Dibandingkan Tokyo, Osaka, atau Kyoto, yang seperti manisnya madu mengundang puluhan juta "lebah" wisatawan dan pebisnis, Fukuoka hanyalah kota biasa berpenduduk satu setengah juta jiwa.
Kekuatannya ada di industri wisata dan pendidikan, terutama terkait dengan teknologi informasi. Mungkin sedikit mirip dengan Yogyakarta atau Bandung. Tugas membangun technology-hub jelas butuh perjuangan tersendiri.
Soichiro berhasil menerjemahkan kebijakan "Anak Panah Ketiga" atau Third Arrow, dalam program Abenomics yang menekankan pada deregulasi, yang juga melapangkan jalan bagi perusahaan-perusahaan ventura di Fukuoka merekrut talenta-talenta digital dari seluruh dunia seperti Silicon Valley.
Kasus sinkhole Fukuoka tahun 2016 jelas tidak bagus untuk image Fukuoka sebagai tech-hub. Tak heran, recovery yang dipimpin Takashima berjalan sangat cepat.
Surabaya dengan Risma-nya tak berbeda jauh.
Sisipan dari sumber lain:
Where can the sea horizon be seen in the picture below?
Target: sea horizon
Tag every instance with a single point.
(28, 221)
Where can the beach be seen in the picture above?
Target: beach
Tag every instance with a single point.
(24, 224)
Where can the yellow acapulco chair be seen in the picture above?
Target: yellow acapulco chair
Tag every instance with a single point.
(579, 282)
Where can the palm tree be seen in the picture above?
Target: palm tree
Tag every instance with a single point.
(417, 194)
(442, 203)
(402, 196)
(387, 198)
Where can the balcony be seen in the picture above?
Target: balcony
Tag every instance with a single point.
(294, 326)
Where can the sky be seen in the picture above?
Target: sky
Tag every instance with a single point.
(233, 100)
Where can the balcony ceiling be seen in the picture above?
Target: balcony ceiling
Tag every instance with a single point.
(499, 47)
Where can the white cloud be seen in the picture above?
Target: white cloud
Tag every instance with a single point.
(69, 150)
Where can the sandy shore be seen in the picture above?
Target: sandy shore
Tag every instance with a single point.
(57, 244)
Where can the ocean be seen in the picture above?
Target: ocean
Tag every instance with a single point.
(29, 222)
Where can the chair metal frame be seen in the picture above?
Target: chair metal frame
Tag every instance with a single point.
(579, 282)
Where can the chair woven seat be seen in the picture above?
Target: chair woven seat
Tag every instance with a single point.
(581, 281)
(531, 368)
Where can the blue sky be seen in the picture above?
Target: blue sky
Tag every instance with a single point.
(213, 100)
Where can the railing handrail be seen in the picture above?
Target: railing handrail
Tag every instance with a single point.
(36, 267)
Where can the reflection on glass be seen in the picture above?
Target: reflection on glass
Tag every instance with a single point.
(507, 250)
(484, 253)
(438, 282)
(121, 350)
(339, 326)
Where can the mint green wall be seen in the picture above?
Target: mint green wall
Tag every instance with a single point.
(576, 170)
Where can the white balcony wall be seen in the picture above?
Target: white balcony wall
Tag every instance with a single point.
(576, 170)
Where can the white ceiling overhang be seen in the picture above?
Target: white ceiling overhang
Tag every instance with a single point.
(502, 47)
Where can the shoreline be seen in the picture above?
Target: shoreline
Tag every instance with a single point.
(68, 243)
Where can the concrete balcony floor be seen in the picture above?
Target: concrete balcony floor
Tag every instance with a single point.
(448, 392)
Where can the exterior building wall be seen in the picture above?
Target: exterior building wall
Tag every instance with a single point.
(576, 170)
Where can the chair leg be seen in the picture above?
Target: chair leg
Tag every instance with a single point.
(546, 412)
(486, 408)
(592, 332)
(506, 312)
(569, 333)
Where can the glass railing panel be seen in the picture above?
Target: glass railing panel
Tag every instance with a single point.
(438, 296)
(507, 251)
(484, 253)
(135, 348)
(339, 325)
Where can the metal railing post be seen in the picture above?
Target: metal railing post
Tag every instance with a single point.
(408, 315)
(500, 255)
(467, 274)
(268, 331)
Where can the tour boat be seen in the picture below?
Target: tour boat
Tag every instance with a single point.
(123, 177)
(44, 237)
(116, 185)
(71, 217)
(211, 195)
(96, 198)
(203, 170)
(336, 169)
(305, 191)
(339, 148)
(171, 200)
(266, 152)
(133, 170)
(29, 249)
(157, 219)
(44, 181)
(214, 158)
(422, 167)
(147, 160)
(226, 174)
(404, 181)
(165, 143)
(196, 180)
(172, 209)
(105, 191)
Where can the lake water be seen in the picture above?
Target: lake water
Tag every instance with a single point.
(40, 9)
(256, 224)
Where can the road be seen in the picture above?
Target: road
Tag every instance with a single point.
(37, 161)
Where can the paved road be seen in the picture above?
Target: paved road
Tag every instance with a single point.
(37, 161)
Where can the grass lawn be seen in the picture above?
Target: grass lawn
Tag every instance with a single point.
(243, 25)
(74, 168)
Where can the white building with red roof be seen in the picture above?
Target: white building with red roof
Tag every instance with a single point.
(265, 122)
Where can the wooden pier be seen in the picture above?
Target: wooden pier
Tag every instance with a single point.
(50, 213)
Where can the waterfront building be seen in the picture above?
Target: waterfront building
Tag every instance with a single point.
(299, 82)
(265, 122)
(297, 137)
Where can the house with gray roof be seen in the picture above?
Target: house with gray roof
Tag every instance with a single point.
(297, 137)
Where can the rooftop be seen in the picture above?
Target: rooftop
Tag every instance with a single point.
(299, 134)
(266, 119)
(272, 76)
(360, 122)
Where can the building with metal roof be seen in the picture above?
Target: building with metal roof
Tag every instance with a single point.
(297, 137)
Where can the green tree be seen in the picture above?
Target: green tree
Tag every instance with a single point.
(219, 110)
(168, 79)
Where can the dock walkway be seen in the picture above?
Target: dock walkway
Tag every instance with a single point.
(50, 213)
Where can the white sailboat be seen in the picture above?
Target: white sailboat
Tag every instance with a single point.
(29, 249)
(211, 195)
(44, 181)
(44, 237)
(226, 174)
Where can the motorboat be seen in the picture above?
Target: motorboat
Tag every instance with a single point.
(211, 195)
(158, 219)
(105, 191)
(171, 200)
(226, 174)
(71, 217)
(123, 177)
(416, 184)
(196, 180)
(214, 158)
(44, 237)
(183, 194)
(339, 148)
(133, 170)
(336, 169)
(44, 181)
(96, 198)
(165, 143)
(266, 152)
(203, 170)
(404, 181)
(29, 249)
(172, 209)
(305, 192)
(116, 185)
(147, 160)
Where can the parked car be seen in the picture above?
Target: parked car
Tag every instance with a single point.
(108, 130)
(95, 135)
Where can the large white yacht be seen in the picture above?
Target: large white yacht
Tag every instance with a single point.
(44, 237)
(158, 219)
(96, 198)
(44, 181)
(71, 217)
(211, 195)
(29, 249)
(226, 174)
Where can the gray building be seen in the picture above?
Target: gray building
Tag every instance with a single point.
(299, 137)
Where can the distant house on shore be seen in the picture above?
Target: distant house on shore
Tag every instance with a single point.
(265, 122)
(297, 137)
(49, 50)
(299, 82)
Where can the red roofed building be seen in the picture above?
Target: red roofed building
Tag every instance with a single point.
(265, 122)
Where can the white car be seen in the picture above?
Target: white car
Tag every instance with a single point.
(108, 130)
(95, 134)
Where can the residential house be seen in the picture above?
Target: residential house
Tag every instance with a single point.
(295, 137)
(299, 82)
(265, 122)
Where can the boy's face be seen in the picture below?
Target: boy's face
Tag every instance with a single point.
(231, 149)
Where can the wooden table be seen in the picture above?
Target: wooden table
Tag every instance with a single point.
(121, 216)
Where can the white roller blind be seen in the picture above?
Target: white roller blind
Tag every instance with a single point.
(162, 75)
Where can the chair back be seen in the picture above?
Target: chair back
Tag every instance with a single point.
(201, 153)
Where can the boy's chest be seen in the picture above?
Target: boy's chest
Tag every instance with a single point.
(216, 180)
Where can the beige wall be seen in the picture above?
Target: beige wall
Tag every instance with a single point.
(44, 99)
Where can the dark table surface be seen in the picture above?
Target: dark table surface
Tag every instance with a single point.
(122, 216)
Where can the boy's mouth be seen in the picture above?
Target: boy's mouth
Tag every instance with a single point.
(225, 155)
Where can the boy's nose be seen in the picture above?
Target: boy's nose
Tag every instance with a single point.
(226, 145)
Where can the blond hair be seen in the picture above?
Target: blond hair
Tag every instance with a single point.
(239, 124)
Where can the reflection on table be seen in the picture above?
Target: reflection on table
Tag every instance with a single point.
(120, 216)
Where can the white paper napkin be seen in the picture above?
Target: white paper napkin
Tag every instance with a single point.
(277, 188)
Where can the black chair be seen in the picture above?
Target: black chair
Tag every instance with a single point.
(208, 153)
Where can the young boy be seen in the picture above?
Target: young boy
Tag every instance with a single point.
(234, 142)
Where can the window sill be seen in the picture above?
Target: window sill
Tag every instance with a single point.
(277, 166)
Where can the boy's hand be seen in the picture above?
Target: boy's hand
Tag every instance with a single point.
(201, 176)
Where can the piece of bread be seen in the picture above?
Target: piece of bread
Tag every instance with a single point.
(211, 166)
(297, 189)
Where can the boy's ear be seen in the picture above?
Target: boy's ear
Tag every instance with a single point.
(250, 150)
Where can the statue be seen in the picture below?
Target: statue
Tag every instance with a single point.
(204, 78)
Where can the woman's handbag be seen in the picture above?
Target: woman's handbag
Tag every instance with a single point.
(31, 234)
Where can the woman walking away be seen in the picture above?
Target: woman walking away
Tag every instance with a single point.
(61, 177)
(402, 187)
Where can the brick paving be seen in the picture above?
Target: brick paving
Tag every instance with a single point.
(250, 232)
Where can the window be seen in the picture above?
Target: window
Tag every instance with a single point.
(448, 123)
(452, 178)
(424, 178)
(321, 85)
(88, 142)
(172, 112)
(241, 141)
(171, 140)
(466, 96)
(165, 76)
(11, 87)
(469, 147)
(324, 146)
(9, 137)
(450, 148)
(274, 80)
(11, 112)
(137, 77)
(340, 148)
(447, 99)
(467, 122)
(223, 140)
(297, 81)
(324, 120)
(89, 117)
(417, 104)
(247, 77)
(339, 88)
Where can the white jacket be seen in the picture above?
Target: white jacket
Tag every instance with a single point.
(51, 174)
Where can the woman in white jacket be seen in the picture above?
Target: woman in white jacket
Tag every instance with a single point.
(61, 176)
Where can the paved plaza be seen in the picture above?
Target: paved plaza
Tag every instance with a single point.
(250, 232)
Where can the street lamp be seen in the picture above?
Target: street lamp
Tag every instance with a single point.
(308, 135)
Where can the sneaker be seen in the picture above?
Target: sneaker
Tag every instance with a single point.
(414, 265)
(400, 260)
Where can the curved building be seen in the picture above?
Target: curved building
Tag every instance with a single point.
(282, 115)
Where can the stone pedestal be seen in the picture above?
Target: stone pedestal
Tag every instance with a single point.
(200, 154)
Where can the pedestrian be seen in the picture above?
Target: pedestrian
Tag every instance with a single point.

Visi untuk menjadikan Surabaya sebagai pusat penghubung perdagangan dan jasa antar pulau dan internasional, serta mewujudkan infrastruktur serta utilitas kota yang terpadu dan efisien tak boleh diganggu hal-hal seperti lambannya proses recovery Jalan Gubeng.
Ada nyali untuk mengambil keputusan sulit di saat-saat kritis, dan ada keberanian untuk tetap rendah hati serta menempatkan diri sebagai pelayan masyarakat yang menggaji mereka dengan uang pungutan pajak.
Hari ini Kota Fukuoka benar-benar telah mewujudkan misinya menjadi salah satu tech-hub Asia yang diperhitungkan di samping Bangalore, Hyderabad, Senzhen, Hanzou. Surabaya? Oh, tak kalah hebat!
Surabaya telah mendapatkan penghargaan internasional Global Green City dari PBB, penghargaan Learning City dari Unesco, ASEAN Tourism Award 2018 dan tak kalah prestisiusnya, Lew Kwan Yew World City Prize 2018 Special Mention.
Penghargaan yang sangat lengkap: soal lingkungan, pendidikan, pariwisata, dan kota yang menjadi kota global populer!
Hanya seorang kapten yang bisa melakukannya. Dan, bangsa kita perlu lebih banyak lagi kapten-kapten seperti ini.
Tak perlu menunggu tahun 2050 bagi Indonesia untuk disegani sebagai salah satu ekonomi raksasa. Dengan kemunculan lebih banyak kapten seperti Risma, bagaimana kalau kita mewujudkannya di tahun ini?
Cool Village memang berkisah tentang orang-orang hebat di sebuah desa kecil yang keren bernama Indonesia.
Tak ada hal lain yang dipertukarkan warga masyarakat desa keren itu selain optimisme, rasa saling terhubung, dan anak-anak mudanya yang tak takut menghadapi masa depan.
Dan, benarlah apa kata Dalai Lama XIV, "Choose to be optimistic. It feels better." Oh, yes!